Random Samples Win!
Posted by Jeffrey Henning on Mon, Sep 29, 2008
The Christian Science Monitor reported in a blog post, "Obama: Big winner in debate says new poll": "The survey released from USA Today and Gallup show that of the 701 people polled 46 percent believe Barack Obama was the victor [in Friday night's debate] while 34 percent give the edge to John McCain."
In response to this, one commenter, Patrick Ludt, asked, "According to an AOL poll yesterday 52-48 said that McCain won the debate and that was 500,000 thousand people voting how do you explain that?????"
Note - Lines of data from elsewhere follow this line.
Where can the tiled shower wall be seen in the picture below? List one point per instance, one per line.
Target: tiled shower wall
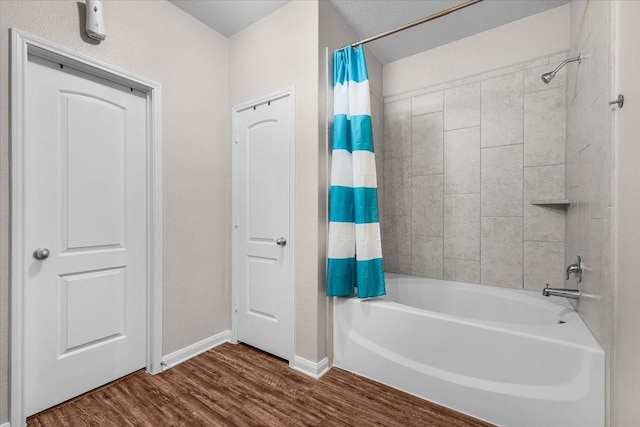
(462, 163)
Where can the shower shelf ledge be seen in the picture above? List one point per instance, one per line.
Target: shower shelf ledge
(551, 202)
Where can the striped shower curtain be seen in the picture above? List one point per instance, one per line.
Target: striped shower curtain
(355, 253)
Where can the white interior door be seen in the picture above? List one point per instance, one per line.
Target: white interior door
(85, 219)
(263, 277)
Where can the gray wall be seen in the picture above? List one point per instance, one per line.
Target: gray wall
(159, 41)
(590, 166)
(463, 160)
(626, 292)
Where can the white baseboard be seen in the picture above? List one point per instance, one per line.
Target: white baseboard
(307, 367)
(184, 354)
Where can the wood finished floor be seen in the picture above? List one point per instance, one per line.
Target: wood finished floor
(237, 385)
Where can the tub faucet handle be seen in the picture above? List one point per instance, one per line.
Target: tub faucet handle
(575, 269)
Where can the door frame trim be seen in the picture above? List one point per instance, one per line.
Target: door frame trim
(284, 93)
(24, 44)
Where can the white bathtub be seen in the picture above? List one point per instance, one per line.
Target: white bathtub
(513, 358)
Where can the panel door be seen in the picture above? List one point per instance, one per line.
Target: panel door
(85, 233)
(263, 279)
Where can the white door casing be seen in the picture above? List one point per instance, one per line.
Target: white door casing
(85, 202)
(263, 240)
(86, 184)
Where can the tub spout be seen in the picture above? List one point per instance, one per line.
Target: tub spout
(575, 269)
(560, 292)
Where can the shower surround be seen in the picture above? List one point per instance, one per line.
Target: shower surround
(462, 163)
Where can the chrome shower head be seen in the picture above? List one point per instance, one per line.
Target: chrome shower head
(547, 77)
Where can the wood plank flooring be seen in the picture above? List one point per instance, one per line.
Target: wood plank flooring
(237, 385)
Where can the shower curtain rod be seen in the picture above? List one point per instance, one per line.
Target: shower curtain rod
(414, 23)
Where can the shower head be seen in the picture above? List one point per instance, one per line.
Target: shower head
(547, 77)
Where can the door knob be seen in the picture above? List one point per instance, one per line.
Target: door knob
(41, 253)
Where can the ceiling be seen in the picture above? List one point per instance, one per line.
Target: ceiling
(371, 17)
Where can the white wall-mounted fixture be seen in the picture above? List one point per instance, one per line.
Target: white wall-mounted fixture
(95, 20)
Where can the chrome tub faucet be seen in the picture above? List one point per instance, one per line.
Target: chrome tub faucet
(575, 269)
(561, 292)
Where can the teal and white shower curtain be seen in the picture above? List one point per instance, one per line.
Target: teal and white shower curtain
(355, 251)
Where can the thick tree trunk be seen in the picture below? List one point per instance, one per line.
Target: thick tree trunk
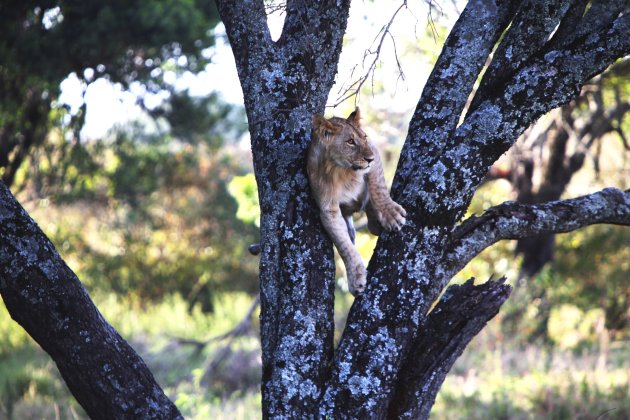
(45, 297)
(535, 69)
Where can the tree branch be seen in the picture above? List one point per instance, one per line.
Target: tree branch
(462, 312)
(446, 91)
(436, 177)
(45, 297)
(522, 40)
(516, 221)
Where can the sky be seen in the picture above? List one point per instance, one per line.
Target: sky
(109, 104)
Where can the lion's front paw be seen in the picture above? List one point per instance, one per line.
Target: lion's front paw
(357, 279)
(392, 216)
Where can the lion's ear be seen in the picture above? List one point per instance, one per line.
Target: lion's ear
(324, 127)
(355, 117)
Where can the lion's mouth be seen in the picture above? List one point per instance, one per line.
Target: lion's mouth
(359, 167)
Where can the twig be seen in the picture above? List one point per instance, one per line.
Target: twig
(355, 87)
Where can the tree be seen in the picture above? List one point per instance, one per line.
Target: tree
(46, 40)
(394, 352)
(543, 163)
(535, 68)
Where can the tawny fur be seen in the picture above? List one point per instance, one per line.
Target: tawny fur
(346, 176)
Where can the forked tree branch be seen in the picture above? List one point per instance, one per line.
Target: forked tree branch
(462, 312)
(516, 221)
(46, 298)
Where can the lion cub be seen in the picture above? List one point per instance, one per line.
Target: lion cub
(346, 176)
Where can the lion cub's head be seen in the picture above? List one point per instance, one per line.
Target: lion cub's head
(342, 141)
Another commenter, Turk, followed up, with:
701 USA Today/GALLUP................46/34
500,000 MOST LIKELY VOTERS/AOL......52/48
YOU DO THE MATH!
Well, I'll do the math. First, the commenter was misremembering the survey-the AOL debate poll didn't have a half-million responses but had 40,082 responses (at the time of this writing) that went 53% for McCain, 41% for Obama and 6% calling it a draw, markedly different from the Gallup results. Still, I recognize that it is counterintuitive that a study with 40,000 respondents might be less accurate than a study with 700 representatives, but in fact that is precisely the case. Here's why.
To do the math, you have to look at the underlying theory of sampling. The Gallup poll is a scientific, random sample, and can be used to project to the U.S. population. The AOL poll is a self-selected convenience sample, and can't be used to project anything except the composition of AOL site visitors who vote in its polls. A scientific poll needs two main things to be valid: 1) randomness: an equal chance of selecting any member of the population ("probability sampling"), and 2) external selection: respondents are chosen to participate rather than deciding to take the poll themselves. The AOL poll had neither of these things.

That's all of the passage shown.